Ich glaube, ich hatte schon erwähnt, daß Rapa Nui aufgrund seiner Lage mitten im tiefblauen Pazifik auch als die einsamste Insel der Welt bezeichnet wird. Als ich am Kraterrand des Vulkans Rano Kau stehe, kann ich das gut nachempfinden. Eine umwerfende Landschaft mit einem spektakulären Blick in den Krater auf der einen Seite. Und drehe ich mich um, dann sehe ich auf der anderen Seite nur blau, blau, blau. Pazifik ohne Ende. Die Einsamkeit ist förmlich greifbar.
Hier am Vulkan Rano Kau besuche ich die Kultstätte Orongo, die Zentrum des Vogelmannkults war und dem Gott Makemake huldigte. Der Höhepunkt der Zeremonien an diesem Ort bestand in einem Wettkampf zwischen den verschiedenen Stämmen. Je Stamm ging ein Wettkämpfer in das Rennen um ein Ei. Ein Rennen um das erste Ei der Saison der Russseeschwalbe um genau zu sein. Denn wer dieses Ei zuerst – heil – nach Orongo brachte, sicherte seinem Stamm für das nächste Jahr den Führungsanspruch über alle Stämme. Dazu mußte der Wettkämpfer nur (!) von Orongo aus die steilen Felsklippen hinunter ans Wasser klettern, auf einem Schilffloß über das Meer zu dem kleinen Inselchen Moto Nui schwimmen, ein Ei einsammeln und dieses wieder heil die Klippen hinauf nach Orongo bringen. Der Sieger wurde dann zum Vogelmann gekürt. Mit ein bißchen Fantasie kann ich mir die von Kopf bis Fuß bemalten Wettkämpfer lebhaft vorstellen; bekomme jedoch das Gruseln bei dem Gedanken, daß sicherlich dem einen oder anderen die steilen Klippen zum Verhängnis wurden. Und wieviele hungrige Haie mögen sich ihr Mittagessen so wohl geholt haben? Und das alles wegen einem Ei?!

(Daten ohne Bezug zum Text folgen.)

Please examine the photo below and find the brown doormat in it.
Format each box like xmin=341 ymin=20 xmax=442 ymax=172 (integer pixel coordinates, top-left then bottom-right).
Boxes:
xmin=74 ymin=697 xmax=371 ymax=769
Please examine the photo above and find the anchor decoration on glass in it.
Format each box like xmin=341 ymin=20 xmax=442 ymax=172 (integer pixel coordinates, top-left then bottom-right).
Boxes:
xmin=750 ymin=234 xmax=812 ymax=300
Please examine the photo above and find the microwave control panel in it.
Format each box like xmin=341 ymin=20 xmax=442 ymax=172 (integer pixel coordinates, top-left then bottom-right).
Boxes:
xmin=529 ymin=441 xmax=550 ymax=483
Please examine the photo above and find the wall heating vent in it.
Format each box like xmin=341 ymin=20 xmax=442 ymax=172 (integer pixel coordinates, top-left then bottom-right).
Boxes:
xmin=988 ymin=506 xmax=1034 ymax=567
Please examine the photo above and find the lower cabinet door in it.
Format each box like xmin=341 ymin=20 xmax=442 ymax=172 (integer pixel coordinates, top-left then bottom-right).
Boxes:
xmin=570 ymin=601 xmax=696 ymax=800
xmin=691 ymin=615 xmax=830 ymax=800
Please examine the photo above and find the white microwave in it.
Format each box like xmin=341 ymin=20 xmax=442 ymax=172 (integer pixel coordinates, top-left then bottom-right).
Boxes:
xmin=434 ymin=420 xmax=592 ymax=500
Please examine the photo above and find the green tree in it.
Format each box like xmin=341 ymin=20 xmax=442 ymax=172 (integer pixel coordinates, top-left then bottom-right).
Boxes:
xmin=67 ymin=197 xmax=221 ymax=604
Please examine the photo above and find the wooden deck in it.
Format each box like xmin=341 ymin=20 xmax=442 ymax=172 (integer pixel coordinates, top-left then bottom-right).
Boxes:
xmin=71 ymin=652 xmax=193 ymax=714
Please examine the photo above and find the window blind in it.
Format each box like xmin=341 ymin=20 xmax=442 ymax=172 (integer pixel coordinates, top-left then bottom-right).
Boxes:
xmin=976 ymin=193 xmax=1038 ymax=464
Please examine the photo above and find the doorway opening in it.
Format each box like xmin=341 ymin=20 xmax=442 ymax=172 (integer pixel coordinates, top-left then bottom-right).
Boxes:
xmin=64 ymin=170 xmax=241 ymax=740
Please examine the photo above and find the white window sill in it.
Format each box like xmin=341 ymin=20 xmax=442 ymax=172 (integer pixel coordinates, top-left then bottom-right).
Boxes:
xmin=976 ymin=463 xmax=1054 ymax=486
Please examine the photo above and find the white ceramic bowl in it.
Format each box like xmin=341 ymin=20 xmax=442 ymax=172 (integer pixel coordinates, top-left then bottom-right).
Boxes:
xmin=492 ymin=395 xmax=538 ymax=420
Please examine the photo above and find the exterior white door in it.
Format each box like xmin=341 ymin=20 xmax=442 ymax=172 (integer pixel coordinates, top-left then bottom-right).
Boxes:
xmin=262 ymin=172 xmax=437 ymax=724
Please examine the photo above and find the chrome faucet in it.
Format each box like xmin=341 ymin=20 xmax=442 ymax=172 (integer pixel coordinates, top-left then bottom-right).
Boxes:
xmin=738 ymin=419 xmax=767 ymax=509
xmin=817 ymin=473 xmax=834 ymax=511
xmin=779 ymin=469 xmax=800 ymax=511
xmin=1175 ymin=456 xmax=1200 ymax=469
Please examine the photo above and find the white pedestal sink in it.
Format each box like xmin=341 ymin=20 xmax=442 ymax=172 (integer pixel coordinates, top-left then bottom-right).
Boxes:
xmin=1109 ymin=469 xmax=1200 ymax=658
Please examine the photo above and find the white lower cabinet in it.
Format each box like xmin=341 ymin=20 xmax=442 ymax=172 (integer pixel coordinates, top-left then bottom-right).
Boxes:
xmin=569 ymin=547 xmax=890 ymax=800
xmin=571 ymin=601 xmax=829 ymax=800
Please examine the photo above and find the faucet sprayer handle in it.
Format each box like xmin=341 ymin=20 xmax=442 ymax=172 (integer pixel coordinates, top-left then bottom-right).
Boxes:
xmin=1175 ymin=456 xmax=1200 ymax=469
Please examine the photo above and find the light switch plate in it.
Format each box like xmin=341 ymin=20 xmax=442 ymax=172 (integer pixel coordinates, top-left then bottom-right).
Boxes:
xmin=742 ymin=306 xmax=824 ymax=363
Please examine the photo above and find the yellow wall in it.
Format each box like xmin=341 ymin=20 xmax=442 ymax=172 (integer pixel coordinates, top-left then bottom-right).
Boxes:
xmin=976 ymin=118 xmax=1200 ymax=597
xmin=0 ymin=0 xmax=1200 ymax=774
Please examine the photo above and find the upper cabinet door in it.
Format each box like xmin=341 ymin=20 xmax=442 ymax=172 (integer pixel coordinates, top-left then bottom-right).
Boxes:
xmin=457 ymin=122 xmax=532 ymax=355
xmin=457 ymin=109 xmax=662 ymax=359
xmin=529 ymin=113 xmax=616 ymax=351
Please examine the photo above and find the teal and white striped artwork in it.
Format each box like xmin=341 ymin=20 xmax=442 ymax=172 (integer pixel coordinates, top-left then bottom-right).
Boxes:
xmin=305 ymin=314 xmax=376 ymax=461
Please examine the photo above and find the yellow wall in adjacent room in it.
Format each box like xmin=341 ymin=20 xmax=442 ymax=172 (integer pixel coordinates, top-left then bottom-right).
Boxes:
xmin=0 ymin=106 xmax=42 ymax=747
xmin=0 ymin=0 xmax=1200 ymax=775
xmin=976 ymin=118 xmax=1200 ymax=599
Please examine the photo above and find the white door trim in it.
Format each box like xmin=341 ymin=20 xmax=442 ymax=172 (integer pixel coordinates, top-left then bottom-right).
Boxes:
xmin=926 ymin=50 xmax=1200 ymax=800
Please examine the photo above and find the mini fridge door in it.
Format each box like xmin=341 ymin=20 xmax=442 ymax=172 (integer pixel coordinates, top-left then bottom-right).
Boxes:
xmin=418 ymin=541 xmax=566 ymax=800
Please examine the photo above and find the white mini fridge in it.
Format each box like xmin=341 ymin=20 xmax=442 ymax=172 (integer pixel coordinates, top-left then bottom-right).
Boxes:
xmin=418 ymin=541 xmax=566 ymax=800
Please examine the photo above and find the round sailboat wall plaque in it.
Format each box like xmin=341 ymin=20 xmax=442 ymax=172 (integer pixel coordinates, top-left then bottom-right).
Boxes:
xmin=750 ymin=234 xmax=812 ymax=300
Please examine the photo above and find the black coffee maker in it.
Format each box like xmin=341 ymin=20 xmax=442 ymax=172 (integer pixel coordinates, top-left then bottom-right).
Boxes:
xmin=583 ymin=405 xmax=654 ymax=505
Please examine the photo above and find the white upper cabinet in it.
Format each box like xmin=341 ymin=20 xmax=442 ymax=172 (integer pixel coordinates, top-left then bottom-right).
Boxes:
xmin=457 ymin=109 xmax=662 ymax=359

Mit Orongo lerne ich den ‚jungen‘ Teil der geheimnisvollen Geschichte Rapa Nuis kennen, denn der Vogelmannkult entstand erst als die großen berühmten Steinstatuen von Rapa Nui – die Moai – bereits auf der Nase lagen. Ja, richtig gelesen, alle Moai wurden gezielt umgestoßen. Der letzte stehende Moai wurde von einem Segler um 1830 gesichtet. Alle heute – wieder -stehenden Moais wurden viel, viel später – größtenteils im 20. Jahrhundert – wieder aufgestellt. Stellt sich die Frage, warum um Himmels willen wurden alle Moais umgestoßen? Vermutlich waren wohl Stammesfehden schuld, die auf der Insel ausgetragen wurden. Aber eine bestätigte Überlieferung gibt es nicht, wie für so viele andere Fragen den Kult um die Moais betreffend. Deshalb ist Rapa Nui auch die geheimnisvollste Insel der Welt. Mystisch, geheimnisvoll, faszinierend. Und so betrachte ich die Moais, die ich kennenlerne, mit neuen Augen.
Da gibt es Plattformen, wie den Ahu Vaihu, neben der 8 umgestoßene Moai auf der Erde liegen. Ihre Kopfaufsätze liegen verstreut herum. Fast bekomme ich eine Gänsehaut beim Betrachten dieser großen, leblosen Steinkörper, die da nebeneinander mit dem Gesicht nach unten aufgereiht und mit den Füßen noch auf der Plattform liegen.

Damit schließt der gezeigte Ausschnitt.